What does this mean?
Patients are rightly frustrated that they can’t access an appointment in a
way that suits their wants, and some have become abusive and many more
are vocalising their frustration with the way the system operates through
abuse and aggression
– 83% of GPs say they have witnessed verbal abuse of staff in the workplace
– 65% of GPs say they have experienced verbal abuse
– 8% of GPs have witnessed physical abuse
– 2% of GPs have been subject to physical abuse – if scaled up, this would mean nearly 850 attacks on GPs.

What’s the solution?
We desperately want our patients to be able to access the care they need. To allow this to happen in a safe way we’re calling on the Government to:
1. Urgently and properly invest in general practice staff and premises and remove unnecessary targets and bureaucracy.
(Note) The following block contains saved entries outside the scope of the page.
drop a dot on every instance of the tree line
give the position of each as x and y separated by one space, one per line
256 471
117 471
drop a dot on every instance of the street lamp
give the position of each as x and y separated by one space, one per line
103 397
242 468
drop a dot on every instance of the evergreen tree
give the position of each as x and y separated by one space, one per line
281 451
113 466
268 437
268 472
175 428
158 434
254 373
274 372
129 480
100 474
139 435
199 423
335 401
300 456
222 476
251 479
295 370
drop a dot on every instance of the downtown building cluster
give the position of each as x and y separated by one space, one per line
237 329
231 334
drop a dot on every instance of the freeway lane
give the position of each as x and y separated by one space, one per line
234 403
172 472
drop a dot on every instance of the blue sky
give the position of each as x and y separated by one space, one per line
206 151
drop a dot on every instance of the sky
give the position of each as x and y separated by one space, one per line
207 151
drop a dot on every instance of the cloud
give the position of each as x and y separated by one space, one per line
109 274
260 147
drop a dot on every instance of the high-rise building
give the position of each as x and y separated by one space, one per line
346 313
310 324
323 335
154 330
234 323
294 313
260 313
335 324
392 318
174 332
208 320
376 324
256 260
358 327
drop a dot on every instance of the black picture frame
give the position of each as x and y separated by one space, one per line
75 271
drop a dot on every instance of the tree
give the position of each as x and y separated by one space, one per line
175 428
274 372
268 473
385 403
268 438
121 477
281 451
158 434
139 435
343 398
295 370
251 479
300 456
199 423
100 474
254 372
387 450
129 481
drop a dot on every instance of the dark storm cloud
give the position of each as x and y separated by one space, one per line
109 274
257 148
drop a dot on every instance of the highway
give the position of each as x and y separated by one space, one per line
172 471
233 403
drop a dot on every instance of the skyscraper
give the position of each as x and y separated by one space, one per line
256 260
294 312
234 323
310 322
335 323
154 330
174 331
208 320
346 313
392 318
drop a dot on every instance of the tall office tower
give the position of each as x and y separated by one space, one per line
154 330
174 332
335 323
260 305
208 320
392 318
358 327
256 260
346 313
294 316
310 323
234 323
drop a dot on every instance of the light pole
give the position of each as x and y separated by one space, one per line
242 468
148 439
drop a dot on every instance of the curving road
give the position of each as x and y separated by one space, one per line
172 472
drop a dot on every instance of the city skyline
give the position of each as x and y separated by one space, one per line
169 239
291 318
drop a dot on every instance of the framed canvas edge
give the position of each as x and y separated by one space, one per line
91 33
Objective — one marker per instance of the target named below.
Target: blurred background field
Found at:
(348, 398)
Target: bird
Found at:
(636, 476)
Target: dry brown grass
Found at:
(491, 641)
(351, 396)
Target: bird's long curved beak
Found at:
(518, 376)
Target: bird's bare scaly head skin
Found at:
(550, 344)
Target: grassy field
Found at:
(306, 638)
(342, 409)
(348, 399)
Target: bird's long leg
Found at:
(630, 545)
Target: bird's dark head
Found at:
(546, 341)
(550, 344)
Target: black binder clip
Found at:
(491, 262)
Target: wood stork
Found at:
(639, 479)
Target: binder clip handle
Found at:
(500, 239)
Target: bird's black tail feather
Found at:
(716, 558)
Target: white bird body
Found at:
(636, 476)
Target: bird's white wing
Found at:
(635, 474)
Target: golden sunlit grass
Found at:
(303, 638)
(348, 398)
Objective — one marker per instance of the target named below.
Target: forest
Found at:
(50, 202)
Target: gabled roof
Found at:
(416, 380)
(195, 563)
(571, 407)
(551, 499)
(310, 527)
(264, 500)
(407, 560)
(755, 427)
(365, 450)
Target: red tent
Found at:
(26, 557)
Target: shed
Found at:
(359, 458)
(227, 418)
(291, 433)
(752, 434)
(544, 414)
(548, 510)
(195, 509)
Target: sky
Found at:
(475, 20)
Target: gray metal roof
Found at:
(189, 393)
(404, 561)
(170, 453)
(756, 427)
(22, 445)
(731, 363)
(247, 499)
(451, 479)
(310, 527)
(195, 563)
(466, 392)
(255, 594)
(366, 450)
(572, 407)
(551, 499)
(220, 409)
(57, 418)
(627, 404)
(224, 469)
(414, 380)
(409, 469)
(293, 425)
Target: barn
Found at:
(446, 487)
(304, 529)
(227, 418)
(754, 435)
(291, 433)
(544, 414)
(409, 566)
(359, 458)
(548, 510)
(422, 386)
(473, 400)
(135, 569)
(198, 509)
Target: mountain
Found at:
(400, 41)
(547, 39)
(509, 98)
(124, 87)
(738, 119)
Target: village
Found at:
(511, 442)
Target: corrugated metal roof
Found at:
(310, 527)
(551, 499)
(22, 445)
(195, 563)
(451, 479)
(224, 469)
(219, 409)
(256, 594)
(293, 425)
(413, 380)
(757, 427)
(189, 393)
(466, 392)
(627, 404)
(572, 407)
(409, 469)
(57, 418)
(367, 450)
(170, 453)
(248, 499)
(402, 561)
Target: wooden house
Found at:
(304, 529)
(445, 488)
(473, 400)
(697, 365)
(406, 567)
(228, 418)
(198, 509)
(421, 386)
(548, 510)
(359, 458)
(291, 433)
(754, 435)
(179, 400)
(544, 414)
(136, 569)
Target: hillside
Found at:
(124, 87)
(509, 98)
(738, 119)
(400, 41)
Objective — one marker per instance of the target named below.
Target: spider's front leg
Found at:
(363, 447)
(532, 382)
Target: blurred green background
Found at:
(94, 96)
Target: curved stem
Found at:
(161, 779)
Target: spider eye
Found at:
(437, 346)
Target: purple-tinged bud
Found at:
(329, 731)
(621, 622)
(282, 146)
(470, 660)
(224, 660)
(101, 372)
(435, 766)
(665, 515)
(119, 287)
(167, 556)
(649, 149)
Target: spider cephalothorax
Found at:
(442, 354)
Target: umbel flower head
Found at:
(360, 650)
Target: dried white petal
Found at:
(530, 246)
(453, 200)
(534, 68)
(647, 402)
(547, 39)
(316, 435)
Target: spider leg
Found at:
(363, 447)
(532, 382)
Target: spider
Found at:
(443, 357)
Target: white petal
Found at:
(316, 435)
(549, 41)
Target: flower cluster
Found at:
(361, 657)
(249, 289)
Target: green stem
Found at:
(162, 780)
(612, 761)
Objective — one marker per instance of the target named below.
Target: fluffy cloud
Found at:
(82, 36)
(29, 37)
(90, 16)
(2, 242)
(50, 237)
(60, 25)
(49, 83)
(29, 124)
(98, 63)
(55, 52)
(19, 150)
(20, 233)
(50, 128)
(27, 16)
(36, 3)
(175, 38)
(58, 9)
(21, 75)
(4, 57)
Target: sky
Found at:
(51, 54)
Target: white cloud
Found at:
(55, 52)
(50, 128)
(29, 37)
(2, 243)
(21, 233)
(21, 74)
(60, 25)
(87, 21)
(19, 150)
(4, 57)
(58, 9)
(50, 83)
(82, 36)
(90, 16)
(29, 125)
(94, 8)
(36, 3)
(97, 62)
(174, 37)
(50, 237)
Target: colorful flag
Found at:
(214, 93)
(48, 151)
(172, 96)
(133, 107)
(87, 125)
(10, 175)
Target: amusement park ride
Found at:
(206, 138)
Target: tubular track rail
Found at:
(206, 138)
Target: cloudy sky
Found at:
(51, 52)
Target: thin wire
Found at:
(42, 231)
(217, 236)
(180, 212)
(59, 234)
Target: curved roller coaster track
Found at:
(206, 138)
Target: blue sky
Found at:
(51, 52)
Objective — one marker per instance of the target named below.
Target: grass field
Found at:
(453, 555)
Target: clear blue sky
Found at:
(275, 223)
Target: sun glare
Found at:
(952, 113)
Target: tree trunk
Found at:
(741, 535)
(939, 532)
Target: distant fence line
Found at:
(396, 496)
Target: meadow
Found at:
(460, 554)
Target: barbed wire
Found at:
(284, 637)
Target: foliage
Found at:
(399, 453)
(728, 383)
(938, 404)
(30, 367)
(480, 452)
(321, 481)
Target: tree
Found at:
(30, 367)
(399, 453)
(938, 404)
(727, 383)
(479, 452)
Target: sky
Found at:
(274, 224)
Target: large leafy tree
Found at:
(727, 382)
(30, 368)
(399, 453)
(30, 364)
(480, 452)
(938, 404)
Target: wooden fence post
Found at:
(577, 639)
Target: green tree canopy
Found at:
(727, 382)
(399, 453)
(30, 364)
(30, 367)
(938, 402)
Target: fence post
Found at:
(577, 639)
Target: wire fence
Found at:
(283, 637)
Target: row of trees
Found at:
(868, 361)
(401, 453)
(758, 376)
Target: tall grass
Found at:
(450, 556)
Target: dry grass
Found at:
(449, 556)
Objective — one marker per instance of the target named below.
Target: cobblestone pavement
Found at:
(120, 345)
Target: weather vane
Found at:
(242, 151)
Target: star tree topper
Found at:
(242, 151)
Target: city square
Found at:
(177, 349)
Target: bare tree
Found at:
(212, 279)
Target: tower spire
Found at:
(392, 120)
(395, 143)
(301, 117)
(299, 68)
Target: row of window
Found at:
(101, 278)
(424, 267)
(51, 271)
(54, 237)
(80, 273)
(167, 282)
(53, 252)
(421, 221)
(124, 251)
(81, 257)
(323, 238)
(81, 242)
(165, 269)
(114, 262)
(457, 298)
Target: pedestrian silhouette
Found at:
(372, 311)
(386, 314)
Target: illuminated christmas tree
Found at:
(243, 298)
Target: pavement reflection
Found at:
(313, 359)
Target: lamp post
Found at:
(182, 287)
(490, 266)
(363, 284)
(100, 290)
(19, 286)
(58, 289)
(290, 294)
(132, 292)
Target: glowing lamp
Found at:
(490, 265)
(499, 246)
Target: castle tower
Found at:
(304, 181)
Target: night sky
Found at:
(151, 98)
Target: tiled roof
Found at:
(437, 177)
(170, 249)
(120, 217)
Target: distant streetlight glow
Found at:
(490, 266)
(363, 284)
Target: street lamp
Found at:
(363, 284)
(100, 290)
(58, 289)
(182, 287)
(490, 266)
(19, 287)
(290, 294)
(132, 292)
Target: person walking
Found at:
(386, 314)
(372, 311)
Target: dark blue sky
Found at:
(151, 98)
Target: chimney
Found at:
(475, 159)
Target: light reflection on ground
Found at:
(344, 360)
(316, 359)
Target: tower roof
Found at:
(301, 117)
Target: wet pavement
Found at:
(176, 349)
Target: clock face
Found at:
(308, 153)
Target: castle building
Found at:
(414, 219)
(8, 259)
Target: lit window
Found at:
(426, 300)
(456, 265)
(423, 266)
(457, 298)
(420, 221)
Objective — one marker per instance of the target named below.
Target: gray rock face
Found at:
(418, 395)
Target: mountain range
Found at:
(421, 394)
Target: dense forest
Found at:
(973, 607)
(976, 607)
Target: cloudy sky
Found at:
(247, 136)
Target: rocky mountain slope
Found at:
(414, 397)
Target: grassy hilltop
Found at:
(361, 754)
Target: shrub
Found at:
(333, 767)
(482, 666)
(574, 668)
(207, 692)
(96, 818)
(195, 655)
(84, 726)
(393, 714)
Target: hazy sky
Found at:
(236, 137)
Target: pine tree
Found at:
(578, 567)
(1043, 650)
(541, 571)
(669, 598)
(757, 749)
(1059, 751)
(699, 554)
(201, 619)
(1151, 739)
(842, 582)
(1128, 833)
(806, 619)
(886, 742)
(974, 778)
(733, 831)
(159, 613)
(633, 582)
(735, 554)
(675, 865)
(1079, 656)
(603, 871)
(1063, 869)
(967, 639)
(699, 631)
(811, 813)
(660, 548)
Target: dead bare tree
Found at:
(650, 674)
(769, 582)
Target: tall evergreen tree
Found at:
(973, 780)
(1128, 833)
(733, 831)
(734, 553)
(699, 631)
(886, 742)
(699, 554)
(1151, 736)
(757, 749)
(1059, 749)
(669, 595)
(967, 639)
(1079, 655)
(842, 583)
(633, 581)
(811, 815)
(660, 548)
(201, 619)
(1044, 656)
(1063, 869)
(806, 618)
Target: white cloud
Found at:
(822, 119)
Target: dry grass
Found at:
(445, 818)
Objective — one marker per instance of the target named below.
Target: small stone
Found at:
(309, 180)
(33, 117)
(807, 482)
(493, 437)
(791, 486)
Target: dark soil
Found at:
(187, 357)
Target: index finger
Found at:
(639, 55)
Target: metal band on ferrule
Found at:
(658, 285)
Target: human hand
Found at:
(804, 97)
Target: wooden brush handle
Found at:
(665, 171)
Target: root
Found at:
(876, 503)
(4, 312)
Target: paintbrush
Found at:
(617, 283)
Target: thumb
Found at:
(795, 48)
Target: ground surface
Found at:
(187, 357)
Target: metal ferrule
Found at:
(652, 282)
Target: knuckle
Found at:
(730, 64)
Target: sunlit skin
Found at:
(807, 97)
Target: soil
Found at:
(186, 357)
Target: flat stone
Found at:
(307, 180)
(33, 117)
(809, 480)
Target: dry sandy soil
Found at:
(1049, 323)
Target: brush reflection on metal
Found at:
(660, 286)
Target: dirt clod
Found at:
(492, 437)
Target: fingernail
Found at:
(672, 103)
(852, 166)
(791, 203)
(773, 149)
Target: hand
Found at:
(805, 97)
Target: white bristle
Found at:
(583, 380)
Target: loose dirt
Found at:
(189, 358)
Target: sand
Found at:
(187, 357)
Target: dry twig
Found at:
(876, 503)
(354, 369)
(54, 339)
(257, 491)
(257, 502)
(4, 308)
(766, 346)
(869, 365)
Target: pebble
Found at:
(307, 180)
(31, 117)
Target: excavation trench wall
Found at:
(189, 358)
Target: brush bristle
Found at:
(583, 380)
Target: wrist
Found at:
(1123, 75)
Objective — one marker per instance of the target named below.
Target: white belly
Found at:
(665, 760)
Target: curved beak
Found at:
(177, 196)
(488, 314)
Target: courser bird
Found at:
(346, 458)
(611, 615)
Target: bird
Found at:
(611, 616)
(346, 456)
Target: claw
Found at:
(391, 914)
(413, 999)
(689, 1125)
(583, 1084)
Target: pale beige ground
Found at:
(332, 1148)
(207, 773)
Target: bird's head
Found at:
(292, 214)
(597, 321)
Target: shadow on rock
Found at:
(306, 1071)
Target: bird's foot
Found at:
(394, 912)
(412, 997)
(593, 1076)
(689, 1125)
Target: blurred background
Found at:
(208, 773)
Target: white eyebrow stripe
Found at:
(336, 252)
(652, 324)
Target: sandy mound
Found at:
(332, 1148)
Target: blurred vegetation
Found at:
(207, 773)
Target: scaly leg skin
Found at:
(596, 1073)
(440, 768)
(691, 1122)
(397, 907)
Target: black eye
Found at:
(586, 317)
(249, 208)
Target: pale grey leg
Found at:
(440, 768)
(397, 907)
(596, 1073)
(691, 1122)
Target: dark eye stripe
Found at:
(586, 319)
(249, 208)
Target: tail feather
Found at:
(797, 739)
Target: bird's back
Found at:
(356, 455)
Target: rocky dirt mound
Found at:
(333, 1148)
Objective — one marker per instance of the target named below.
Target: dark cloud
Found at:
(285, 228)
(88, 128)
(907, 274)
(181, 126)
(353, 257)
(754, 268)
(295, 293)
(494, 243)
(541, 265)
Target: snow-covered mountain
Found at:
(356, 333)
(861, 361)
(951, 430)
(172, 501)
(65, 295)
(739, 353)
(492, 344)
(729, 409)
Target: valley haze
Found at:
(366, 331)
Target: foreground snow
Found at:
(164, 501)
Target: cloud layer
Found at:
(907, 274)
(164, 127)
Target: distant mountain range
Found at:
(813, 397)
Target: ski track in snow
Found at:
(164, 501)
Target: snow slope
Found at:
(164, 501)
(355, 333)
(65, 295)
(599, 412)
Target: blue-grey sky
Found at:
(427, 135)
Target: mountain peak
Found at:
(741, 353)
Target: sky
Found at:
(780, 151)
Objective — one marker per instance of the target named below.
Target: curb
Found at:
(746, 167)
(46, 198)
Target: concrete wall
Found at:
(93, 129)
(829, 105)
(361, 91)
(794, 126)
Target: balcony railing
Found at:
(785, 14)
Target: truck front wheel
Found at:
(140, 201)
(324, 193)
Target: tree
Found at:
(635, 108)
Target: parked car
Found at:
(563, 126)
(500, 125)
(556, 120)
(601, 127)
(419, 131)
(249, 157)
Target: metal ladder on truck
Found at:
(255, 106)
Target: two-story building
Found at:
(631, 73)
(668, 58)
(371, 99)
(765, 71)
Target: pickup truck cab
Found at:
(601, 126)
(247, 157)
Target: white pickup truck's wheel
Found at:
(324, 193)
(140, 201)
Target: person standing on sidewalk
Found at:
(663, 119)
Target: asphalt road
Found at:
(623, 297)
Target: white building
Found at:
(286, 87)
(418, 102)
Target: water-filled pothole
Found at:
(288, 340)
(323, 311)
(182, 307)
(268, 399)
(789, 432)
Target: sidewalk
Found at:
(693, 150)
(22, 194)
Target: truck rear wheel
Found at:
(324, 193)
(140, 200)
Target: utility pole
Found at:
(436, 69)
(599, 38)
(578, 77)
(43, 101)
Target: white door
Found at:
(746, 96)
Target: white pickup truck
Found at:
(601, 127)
2. Work with NHS England and NHS Improvement to coordinate a national pandemic response for primary care so that practices have the resources they need to get
through the backlog of care more quickly – to include redeployment of staff from other parts of the healthcare service so that general practice can better resolve
issues or triage patients to the right service.
3. Provide consistent public statements of support for GPs in the face of media scapegoating for implementing Government and NHS policies to keep patients safe.
4. Attend a BMA summit to discuss the huge pressures in general practice and unacceptable level of abuse being levelled against GPs and their staff, and deliver on the commitment to work with the BMA and other healthcare organisations on a national campaign to stop abuse of the NHS workforce.
5. Deliver on the promise of increased sentencing for those who assault emergency workers to two years, in line with the Police, Crime, Sentencing and Courts Bill (and
the Government’s manifesto), as well as introduce heavier punishments for verbal abuse against NHS staff.